Thanks to Clara for this recipe and photo (and also for the Genoa Swiss Chard Recipe!)Adapted from a Recipe by Ted Allen
- 10 cloves garlic, peeled
- 2 cups white vinegar
- 6 teaspoons kosher salt
- several sprigs of fresh dill
- 1 teaspoon celery seed
- 1 teaspoon mustard seed
- 1 teaspoon black peppercorns
- 6 kirby cucumbers, quartered lengthwise
- 6 young spring carrots, peeled and cut in half length wise if they're too thick
- 1 handful large scallion pieces or green beans
- Optional: add 4 small hot red chiles or 2 jalapenos, 1/2 tsp of coriander seeds, 1/2 tsp pink peppercorns
- In a medium saucepan, bring 4 cups water to a boil, reduce the heat so the water simmers and add the garlic. Cook for 5 minutes. Add the vinegar and salt, raise the heat and bring to a boil, stirring until the salt dissolves. Remove from the heat.

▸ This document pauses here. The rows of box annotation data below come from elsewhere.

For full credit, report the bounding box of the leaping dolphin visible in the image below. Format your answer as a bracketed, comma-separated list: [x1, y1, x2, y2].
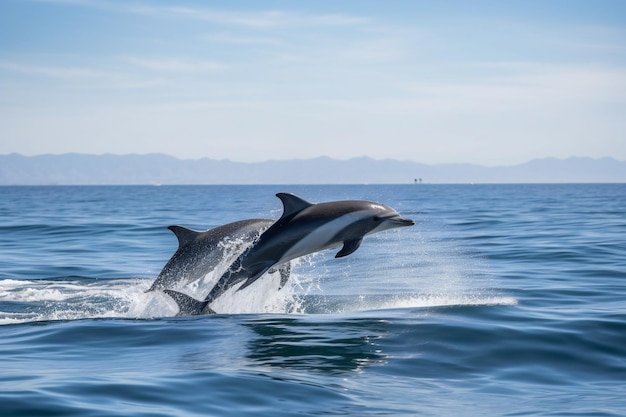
[148, 219, 289, 291]
[164, 193, 415, 315]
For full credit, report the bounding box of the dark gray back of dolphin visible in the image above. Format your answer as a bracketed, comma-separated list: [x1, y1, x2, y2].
[148, 219, 274, 291]
[186, 193, 415, 314]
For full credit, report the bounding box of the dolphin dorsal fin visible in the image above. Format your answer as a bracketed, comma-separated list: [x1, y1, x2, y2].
[276, 193, 313, 219]
[168, 226, 200, 248]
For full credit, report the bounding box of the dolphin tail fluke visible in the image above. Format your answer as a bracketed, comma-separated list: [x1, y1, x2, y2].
[163, 290, 215, 316]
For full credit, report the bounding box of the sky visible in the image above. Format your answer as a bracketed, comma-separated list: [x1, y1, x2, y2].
[0, 0, 626, 166]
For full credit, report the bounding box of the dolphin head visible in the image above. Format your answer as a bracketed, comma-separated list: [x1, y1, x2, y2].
[367, 203, 415, 235]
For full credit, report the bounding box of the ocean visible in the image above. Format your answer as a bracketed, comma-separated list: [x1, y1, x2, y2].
[0, 184, 626, 417]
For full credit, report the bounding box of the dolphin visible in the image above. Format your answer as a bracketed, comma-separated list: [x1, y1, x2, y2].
[164, 193, 415, 315]
[147, 219, 289, 292]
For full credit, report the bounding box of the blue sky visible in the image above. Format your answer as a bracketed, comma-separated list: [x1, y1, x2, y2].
[0, 0, 626, 166]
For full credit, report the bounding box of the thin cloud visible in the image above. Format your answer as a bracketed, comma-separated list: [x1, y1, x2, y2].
[35, 0, 370, 29]
[126, 57, 227, 73]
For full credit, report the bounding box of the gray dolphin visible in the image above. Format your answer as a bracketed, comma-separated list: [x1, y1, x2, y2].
[148, 219, 289, 300]
[164, 193, 415, 315]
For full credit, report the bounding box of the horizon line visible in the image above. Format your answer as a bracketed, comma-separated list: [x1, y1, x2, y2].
[0, 152, 626, 167]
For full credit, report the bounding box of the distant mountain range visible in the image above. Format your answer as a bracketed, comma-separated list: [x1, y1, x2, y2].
[0, 154, 626, 185]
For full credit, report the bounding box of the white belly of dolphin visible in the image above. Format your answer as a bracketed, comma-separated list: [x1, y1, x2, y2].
[277, 212, 363, 263]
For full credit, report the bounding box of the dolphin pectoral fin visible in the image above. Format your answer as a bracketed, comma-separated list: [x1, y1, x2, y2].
[278, 262, 291, 290]
[168, 226, 200, 248]
[163, 290, 215, 316]
[335, 237, 363, 258]
[267, 262, 291, 290]
[237, 262, 274, 291]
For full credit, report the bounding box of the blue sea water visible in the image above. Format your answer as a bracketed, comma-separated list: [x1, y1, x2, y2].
[0, 184, 626, 416]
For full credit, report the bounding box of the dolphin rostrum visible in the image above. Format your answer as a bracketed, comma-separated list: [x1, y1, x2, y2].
[164, 193, 415, 315]
[148, 219, 289, 291]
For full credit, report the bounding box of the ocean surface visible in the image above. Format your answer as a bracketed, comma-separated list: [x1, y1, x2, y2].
[0, 184, 626, 417]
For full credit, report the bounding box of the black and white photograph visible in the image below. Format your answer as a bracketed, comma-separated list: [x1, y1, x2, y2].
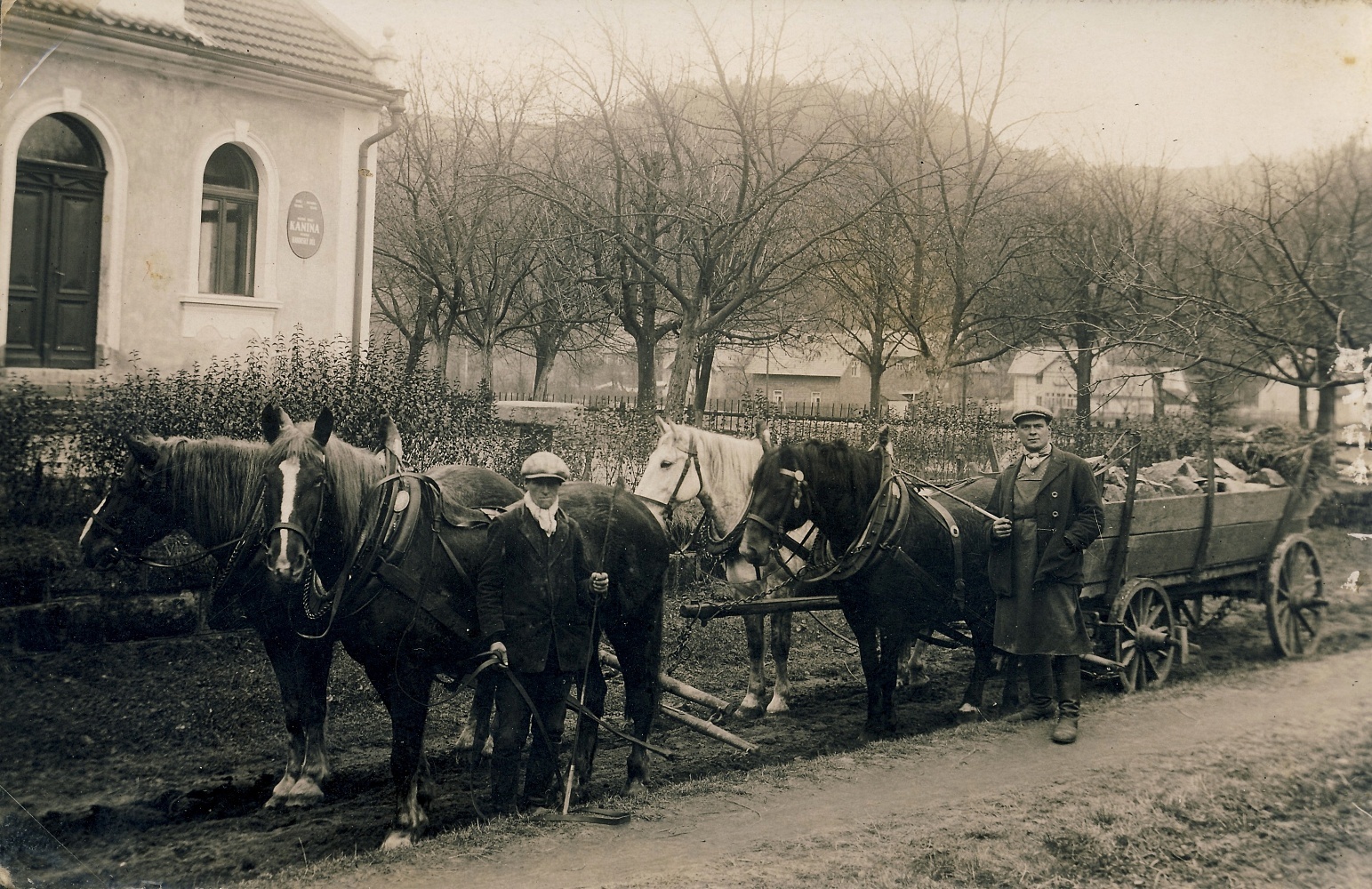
[0, 0, 1372, 889]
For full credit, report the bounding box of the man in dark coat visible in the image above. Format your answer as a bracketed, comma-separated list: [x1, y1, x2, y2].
[476, 452, 609, 813]
[986, 407, 1104, 743]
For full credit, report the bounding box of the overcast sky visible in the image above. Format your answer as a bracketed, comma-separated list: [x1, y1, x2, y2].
[320, 0, 1372, 167]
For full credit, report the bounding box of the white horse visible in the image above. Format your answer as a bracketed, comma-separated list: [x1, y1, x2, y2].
[634, 417, 929, 717]
[634, 417, 811, 717]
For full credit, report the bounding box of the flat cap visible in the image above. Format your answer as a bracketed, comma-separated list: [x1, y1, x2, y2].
[518, 452, 572, 482]
[1010, 404, 1052, 425]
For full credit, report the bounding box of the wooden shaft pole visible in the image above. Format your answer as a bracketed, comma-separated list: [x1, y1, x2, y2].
[662, 704, 758, 753]
[601, 650, 728, 712]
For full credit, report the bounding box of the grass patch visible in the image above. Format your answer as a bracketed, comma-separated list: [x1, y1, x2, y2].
[758, 725, 1372, 889]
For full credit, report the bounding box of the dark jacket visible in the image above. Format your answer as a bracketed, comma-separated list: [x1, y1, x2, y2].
[986, 444, 1104, 596]
[476, 503, 596, 672]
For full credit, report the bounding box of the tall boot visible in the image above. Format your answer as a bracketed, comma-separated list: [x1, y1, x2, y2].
[1001, 654, 1056, 722]
[1052, 654, 1081, 743]
[491, 748, 520, 815]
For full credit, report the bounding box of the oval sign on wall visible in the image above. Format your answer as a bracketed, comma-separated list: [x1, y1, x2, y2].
[285, 192, 324, 260]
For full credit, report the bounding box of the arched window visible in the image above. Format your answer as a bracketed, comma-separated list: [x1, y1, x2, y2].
[200, 146, 257, 296]
[5, 114, 104, 368]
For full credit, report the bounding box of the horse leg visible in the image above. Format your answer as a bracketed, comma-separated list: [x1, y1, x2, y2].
[285, 638, 333, 806]
[896, 639, 929, 690]
[572, 645, 606, 803]
[734, 614, 767, 719]
[457, 669, 495, 771]
[725, 558, 767, 719]
[611, 614, 662, 796]
[767, 612, 790, 713]
[877, 631, 908, 735]
[364, 654, 434, 852]
[845, 612, 881, 742]
[250, 622, 333, 808]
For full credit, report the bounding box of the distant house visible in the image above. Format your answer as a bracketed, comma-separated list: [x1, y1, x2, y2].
[1004, 350, 1191, 420]
[0, 0, 404, 383]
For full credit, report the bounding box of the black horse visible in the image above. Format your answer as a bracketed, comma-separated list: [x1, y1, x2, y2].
[262, 406, 668, 848]
[741, 439, 996, 738]
[79, 435, 333, 808]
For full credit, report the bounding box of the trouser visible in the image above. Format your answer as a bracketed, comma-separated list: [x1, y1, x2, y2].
[1023, 654, 1081, 717]
[491, 659, 574, 811]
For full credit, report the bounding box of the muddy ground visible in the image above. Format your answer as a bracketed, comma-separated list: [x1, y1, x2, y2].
[0, 530, 1372, 886]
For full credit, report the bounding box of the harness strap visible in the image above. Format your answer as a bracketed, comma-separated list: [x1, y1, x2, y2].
[919, 494, 967, 597]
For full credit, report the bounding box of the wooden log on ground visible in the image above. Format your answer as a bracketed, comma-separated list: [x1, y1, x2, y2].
[662, 704, 758, 753]
[601, 650, 730, 712]
[679, 596, 839, 621]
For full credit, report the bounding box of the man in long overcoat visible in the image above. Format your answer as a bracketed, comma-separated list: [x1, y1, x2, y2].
[988, 407, 1104, 743]
[476, 452, 609, 813]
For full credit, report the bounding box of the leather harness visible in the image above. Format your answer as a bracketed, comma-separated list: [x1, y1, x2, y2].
[743, 449, 967, 614]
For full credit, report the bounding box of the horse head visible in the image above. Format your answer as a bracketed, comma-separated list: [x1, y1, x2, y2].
[738, 440, 814, 565]
[262, 404, 333, 584]
[79, 435, 177, 571]
[634, 417, 704, 528]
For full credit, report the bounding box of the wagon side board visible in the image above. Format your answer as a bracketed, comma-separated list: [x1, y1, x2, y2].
[1082, 487, 1293, 597]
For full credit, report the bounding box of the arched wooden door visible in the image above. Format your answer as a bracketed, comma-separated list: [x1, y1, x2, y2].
[5, 114, 104, 368]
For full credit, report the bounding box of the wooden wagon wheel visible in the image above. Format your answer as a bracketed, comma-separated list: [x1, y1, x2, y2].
[1110, 578, 1177, 692]
[1265, 533, 1328, 657]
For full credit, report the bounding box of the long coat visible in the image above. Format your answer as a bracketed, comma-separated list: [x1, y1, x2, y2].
[476, 503, 596, 672]
[986, 446, 1104, 654]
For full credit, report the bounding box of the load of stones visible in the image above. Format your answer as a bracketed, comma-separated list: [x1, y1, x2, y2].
[1087, 457, 1287, 503]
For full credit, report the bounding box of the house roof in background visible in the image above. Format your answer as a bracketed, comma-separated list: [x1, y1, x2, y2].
[11, 0, 389, 91]
[740, 346, 854, 377]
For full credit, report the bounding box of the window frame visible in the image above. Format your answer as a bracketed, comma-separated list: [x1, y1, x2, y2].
[197, 142, 262, 296]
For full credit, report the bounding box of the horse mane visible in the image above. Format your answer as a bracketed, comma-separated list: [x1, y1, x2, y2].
[758, 439, 881, 546]
[270, 422, 386, 546]
[672, 425, 761, 531]
[161, 436, 266, 546]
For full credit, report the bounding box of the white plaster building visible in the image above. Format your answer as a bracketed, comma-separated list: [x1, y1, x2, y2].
[0, 0, 404, 383]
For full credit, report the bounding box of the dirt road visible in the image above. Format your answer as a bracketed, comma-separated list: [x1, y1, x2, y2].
[290, 650, 1372, 889]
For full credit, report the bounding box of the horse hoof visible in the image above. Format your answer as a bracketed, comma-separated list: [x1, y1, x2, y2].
[381, 830, 414, 852]
[285, 778, 324, 808]
[904, 674, 929, 692]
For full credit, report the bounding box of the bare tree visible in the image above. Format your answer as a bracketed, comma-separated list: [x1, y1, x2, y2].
[376, 63, 543, 380]
[1167, 137, 1372, 432]
[543, 12, 851, 414]
[1023, 161, 1178, 424]
[864, 17, 1056, 395]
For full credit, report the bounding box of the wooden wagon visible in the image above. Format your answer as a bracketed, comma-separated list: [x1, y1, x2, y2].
[1081, 449, 1328, 692]
[680, 447, 1328, 692]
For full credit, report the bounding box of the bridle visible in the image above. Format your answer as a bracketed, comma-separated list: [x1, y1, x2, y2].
[743, 468, 814, 578]
[262, 454, 333, 589]
[635, 443, 705, 525]
[83, 464, 266, 576]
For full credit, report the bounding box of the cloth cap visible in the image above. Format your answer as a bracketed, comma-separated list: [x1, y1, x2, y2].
[518, 452, 572, 482]
[1010, 406, 1052, 425]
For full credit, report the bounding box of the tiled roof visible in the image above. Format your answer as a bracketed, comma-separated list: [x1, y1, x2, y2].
[185, 0, 381, 86]
[13, 0, 387, 89]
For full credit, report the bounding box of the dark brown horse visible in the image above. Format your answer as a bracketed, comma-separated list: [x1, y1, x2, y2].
[262, 407, 668, 848]
[79, 435, 333, 808]
[741, 439, 996, 737]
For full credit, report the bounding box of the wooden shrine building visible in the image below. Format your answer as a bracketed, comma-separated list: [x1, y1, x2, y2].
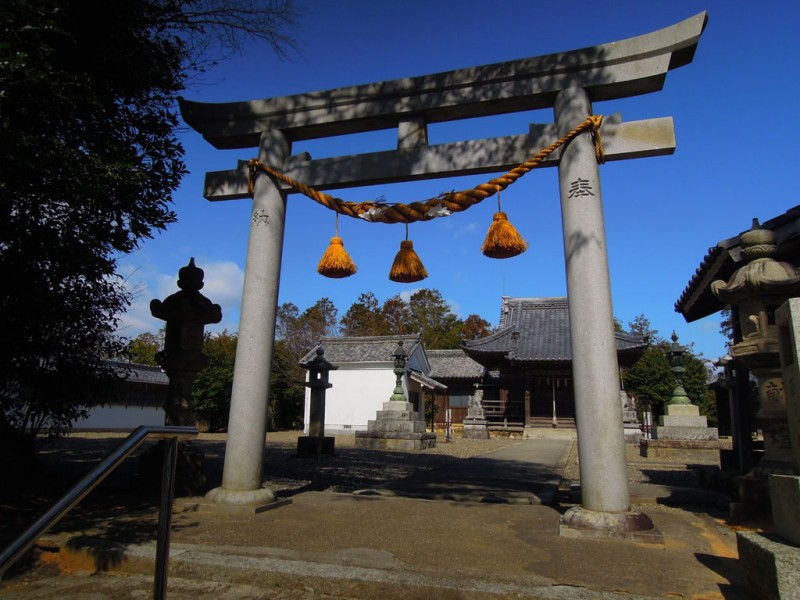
[463, 296, 649, 427]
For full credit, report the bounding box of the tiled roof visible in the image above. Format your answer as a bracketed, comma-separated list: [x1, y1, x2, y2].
[108, 361, 169, 385]
[675, 206, 800, 322]
[300, 334, 421, 365]
[432, 349, 486, 379]
[464, 296, 648, 363]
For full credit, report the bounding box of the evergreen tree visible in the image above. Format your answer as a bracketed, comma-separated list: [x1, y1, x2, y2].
[0, 0, 294, 450]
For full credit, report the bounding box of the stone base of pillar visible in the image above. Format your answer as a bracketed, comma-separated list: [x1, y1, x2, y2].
[728, 474, 772, 523]
[203, 487, 282, 513]
[558, 506, 664, 544]
[767, 475, 800, 546]
[138, 442, 208, 496]
[355, 401, 436, 450]
[639, 438, 725, 464]
[736, 531, 800, 600]
[297, 435, 336, 458]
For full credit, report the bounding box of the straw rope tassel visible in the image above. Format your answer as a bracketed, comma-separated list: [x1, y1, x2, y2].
[317, 213, 358, 279]
[389, 223, 428, 283]
[481, 191, 528, 258]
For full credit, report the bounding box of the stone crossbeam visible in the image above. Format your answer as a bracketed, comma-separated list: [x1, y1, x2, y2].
[203, 115, 675, 201]
[180, 12, 707, 149]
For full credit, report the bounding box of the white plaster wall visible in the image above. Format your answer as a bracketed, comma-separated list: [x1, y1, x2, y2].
[303, 362, 395, 434]
[72, 405, 165, 431]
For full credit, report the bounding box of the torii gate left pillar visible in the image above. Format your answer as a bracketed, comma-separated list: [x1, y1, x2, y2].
[207, 130, 291, 505]
[181, 13, 706, 541]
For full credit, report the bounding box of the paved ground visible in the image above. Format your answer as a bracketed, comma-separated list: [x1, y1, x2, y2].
[0, 439, 747, 600]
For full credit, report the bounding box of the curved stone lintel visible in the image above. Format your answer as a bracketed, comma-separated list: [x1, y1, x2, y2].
[559, 506, 664, 544]
[180, 12, 708, 149]
[206, 487, 276, 506]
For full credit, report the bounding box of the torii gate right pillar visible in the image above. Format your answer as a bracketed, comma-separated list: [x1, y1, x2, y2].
[554, 87, 663, 542]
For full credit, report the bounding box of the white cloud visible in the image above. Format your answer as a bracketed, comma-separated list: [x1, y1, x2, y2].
[118, 261, 244, 338]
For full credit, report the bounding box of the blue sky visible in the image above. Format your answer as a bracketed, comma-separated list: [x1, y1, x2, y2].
[115, 0, 800, 358]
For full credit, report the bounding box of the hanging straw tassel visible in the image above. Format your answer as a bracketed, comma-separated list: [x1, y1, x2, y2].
[389, 223, 428, 283]
[481, 192, 528, 258]
[317, 213, 358, 279]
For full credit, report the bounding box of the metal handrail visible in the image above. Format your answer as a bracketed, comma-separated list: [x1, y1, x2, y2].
[0, 425, 197, 600]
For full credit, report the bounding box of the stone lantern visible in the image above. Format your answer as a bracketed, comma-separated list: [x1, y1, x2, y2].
[669, 331, 692, 405]
[711, 219, 800, 475]
[150, 258, 222, 427]
[389, 340, 408, 402]
[297, 348, 339, 457]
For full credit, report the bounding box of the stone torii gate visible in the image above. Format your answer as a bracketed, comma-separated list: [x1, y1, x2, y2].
[180, 12, 707, 539]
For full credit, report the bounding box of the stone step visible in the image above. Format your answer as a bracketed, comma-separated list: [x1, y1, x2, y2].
[376, 410, 420, 421]
[367, 419, 425, 433]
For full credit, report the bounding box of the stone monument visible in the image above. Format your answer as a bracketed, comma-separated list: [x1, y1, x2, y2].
[461, 384, 489, 440]
[140, 258, 222, 495]
[355, 340, 436, 450]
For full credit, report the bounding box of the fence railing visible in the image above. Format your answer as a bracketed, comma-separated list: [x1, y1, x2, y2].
[0, 426, 197, 600]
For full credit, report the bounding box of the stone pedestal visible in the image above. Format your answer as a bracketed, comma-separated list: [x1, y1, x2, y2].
[355, 400, 436, 450]
[619, 390, 642, 444]
[655, 404, 719, 441]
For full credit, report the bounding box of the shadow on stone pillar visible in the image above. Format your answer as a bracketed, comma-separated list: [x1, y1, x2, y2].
[139, 258, 222, 495]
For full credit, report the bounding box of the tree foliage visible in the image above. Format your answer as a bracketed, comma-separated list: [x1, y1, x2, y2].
[269, 340, 305, 429]
[0, 0, 294, 450]
[192, 330, 238, 431]
[127, 329, 165, 366]
[341, 288, 490, 349]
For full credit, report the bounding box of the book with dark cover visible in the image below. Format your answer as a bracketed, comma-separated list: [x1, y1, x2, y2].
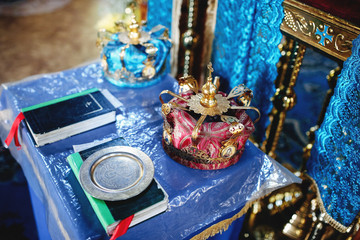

- In 2 clear 1-quart jars, place a few sprigs of dill. Divide the seeds and peppercorns between the jars. Using tongs, remove the garlic from the brine and place 5 cloves in each jar. Then pack the jars full of cucumbers, carrots, scallions or green beans, and chiles. You want them to be tightly stuffed.
- Bring the brine back to a boil, pour it over the vegetables to cover completely, let cool, then cover and refrigerate. The pickles will taste good in just a few hours, better after a couple of days. And they'll keep for about 3 months.